QuoteSo, would Bloodshadows be worth hunting down for research purposes, or can one just say "Yeah, I've heard of that," and skip it?

Skip it. Pretend I never brought it up. I only brought it up to prove my point: Feel free to take this ball and run with it. Not that many have done anything with, certainly nothing in depth.

Bloodshadows. Ugh! A nice idea, so horribly mangled. If there was ever a game that proved that mechanics need to fit the setting, this was it.
Proudly having no idea what he's doing since 1970!

iago

Quote from: Spooky Fanboy
QuoteSo, would Bloodshadows be worth hunting down for research purposes, or can one just say "Yeah, I've heard of that," and skip it?
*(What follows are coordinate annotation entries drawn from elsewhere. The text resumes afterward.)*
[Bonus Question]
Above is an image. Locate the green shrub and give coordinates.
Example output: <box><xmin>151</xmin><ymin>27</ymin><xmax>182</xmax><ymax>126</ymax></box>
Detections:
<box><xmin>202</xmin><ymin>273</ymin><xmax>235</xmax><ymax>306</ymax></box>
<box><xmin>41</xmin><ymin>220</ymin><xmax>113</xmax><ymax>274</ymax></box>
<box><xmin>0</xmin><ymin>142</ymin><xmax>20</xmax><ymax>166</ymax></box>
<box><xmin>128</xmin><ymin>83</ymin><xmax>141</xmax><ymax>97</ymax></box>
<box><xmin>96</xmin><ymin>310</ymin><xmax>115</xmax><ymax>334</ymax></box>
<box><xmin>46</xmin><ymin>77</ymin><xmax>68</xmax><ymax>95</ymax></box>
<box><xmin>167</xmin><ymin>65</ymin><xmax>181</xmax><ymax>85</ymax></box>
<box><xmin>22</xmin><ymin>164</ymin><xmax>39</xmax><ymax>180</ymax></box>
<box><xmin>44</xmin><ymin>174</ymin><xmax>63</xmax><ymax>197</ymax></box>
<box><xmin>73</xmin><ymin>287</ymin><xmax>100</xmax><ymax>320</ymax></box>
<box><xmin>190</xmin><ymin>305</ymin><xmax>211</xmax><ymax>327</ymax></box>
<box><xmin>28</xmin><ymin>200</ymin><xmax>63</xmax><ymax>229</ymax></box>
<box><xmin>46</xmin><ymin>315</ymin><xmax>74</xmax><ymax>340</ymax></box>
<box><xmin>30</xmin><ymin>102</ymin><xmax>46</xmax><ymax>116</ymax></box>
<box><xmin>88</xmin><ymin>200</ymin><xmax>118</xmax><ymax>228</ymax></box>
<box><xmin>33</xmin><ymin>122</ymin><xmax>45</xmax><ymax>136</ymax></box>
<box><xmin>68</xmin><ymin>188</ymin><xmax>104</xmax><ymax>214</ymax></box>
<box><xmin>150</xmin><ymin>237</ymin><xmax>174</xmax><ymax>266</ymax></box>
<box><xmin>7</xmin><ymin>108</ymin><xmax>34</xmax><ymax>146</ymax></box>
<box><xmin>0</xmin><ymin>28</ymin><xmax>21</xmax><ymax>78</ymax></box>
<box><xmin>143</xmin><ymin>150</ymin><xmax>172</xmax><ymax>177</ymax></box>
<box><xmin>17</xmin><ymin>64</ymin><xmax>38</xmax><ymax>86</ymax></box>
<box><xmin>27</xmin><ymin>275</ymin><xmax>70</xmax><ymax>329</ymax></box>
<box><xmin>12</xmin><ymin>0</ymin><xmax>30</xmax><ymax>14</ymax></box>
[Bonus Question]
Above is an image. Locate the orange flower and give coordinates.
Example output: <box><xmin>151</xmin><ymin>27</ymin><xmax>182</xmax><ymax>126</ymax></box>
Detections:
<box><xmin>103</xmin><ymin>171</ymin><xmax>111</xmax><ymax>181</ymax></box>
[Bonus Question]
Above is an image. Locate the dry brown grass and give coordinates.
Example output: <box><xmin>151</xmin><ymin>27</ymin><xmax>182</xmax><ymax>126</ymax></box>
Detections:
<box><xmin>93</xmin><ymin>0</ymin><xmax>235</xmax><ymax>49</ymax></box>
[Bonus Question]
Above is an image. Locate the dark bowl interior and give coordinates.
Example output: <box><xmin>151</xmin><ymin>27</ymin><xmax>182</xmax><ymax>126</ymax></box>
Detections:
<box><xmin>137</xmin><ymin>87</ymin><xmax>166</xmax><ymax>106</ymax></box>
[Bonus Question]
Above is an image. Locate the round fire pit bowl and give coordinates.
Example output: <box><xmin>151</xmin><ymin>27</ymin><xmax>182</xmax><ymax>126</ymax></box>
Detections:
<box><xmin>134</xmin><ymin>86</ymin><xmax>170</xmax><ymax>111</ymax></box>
Skip it. Pretend I never brought it up. I only brought it up to prove my point: Feel free to take this ball and run with it. Not that many have done anything with, certainly nothing in depth.
It's a good point and I'm glad to hear it.  Thanks for the clarification.

On this:

QuoteBloodshadows. Ugh! A nice idea, so horribly mangled. If there was ever a game that proved that mechanics need to fit the setting, this was it.

So, a sidebar:  I think that that is more that mechanics need to fit the theme, but I'll be the first to admit this may be a valueless semantic distinction.  I think of Paladin and Sorceror as games with a theme more than games with a setting.  Still, you come to these games with a specific purpose in mind, and they don't fit every story -- which is the spirit of the idea behind the "mechanics need to fit the setting" meme.